Introduction

This chapter investigates the forces exerted on a stationary obstacle situated in a uniform, high Reynolds number, subsonic (and, therefore, effectively incompressible--see Section 1.17) wind, on the assumption that the obstacle is sufficiently streamlined that there is no appreciable separation of the boundary layer from its back surface. Such an obstacle is termed an airfoil (or aerofoil). Obviously, airfoil theory is fundamental to the theory of flight. Further information on this subject can be found in Milne-Thomson 1958.

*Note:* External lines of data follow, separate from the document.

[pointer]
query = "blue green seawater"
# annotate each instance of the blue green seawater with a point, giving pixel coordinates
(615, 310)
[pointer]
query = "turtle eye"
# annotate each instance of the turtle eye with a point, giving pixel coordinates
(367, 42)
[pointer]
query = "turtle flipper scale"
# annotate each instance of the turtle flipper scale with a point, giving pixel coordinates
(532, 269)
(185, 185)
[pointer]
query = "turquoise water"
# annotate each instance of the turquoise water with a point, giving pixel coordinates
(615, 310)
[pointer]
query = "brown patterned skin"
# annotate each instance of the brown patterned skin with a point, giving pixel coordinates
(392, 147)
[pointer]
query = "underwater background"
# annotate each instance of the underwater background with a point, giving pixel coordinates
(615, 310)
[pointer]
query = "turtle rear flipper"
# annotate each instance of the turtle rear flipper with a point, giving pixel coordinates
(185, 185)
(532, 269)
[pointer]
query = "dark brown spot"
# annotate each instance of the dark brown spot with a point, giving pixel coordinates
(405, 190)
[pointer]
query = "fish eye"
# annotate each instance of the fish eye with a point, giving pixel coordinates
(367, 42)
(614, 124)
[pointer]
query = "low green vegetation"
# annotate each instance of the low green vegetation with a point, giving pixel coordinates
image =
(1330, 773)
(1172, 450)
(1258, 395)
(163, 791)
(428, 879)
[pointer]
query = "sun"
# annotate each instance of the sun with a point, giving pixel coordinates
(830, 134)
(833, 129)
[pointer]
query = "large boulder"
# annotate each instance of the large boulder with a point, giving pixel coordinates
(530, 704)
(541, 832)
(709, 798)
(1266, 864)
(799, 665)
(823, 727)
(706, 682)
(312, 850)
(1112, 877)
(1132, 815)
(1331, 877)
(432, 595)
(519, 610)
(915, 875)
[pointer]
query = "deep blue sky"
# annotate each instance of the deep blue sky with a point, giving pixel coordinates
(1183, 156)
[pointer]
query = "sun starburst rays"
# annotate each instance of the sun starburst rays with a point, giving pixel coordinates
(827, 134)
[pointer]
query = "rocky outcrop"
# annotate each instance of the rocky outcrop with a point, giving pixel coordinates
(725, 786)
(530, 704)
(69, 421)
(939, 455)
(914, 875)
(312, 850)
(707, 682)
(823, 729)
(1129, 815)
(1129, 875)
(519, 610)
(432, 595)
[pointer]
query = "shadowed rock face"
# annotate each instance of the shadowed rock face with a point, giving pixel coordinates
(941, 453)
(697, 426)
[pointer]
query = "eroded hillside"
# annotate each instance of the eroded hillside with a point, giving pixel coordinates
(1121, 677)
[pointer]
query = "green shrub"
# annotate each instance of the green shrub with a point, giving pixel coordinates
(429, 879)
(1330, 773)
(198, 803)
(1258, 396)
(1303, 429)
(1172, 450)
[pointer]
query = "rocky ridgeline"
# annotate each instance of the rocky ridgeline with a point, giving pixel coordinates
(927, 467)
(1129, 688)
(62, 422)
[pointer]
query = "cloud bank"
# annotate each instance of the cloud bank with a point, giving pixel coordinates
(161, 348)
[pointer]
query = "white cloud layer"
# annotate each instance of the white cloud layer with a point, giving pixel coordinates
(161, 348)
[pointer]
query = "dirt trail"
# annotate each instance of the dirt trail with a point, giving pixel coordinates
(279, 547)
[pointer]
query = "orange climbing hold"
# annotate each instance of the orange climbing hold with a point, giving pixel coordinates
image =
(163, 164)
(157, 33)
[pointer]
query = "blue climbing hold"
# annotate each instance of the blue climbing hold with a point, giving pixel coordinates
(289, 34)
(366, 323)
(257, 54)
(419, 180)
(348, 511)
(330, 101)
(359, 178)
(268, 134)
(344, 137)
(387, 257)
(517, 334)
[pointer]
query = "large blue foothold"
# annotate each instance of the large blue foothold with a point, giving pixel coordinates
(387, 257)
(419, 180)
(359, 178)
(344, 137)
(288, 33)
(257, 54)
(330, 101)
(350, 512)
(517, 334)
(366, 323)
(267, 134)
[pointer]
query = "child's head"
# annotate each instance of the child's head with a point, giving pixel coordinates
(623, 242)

The flow around an airfoil is essentially irrotational and inviscid everywhere apart from a thin boundary layer localized to its surface, and a thin wake emitted by its trailing edge. (See Sections 8.5 and 8.6.) It follows that, for the flow external to the boundary layer and wake, we can write

$${\bf v}= -\nabla\phi,$$ (9.1)

which automatically ensures that the flow is irrotational. Assuming that the flow is also incompressible, so that $\nabla\cdot{\bf v}=0$ , the velocity potential, $\phi$ , satisfies Laplace's equation: that is,

$$\nabla^{\,2}\phi = 0.$$ (9.2)

The appropriate boundary condition at the surface of the airfoil is that the normal velocity be zero. In other words, ${\bf n}\cdot\nabla\phi=0$ , where ${\bf n}$ is a unit vector normal to the surface. In general, the tangential velocity at the airfoil surface, obtained by solving $\nabla^2\phi=0$ in the external region, subject to the boundary condition ${\bf n}\cdot\nabla\phi=0$ on the surface, is non-zero. Of course, this is inconsistent with the no slip condition, which demands that the tangential velocity be zero at the surface. (See Section 8.2.) However, as described in the previous chapter, this inconsistency is resolved by the boundary layer, across which the tangential velocity is effectively discontinuous, being non-zero on the outer edge of the layer (where it interfaces with the irrotational flow), and zero on the inner edge (where it interfaces with the airfoil). The discontinuity in the tangential velocity across the layer implies the presence of bound vortices covering the surface of the airfoil (see Section 9.7), and also gives rise to a friction drag acting on the airfoil in the direction of the external flow. However, the magnitude of this drag scales as ${\rm Re}^{\,-1/2}$ , where ${\rm Re}$ is the Reynolds number of the wind. (See Section 8.5.) Hence, such drag becomes negligibly small in the high Reynolds number limit. In the following, we shall assume that any form drag, due to the residual separation of the boundary layer at the back of the airfoil, is also negligibly small. Moreover, for the sake of simplicity, we shall initially restrict our discussion to two-dimensional situations in which a high Reynolds number wind flows transversely around a stationary airfoil of infinite length (in the $z$ -direction) and uniform cross-section (parallel to the $x$ -$y$ plane).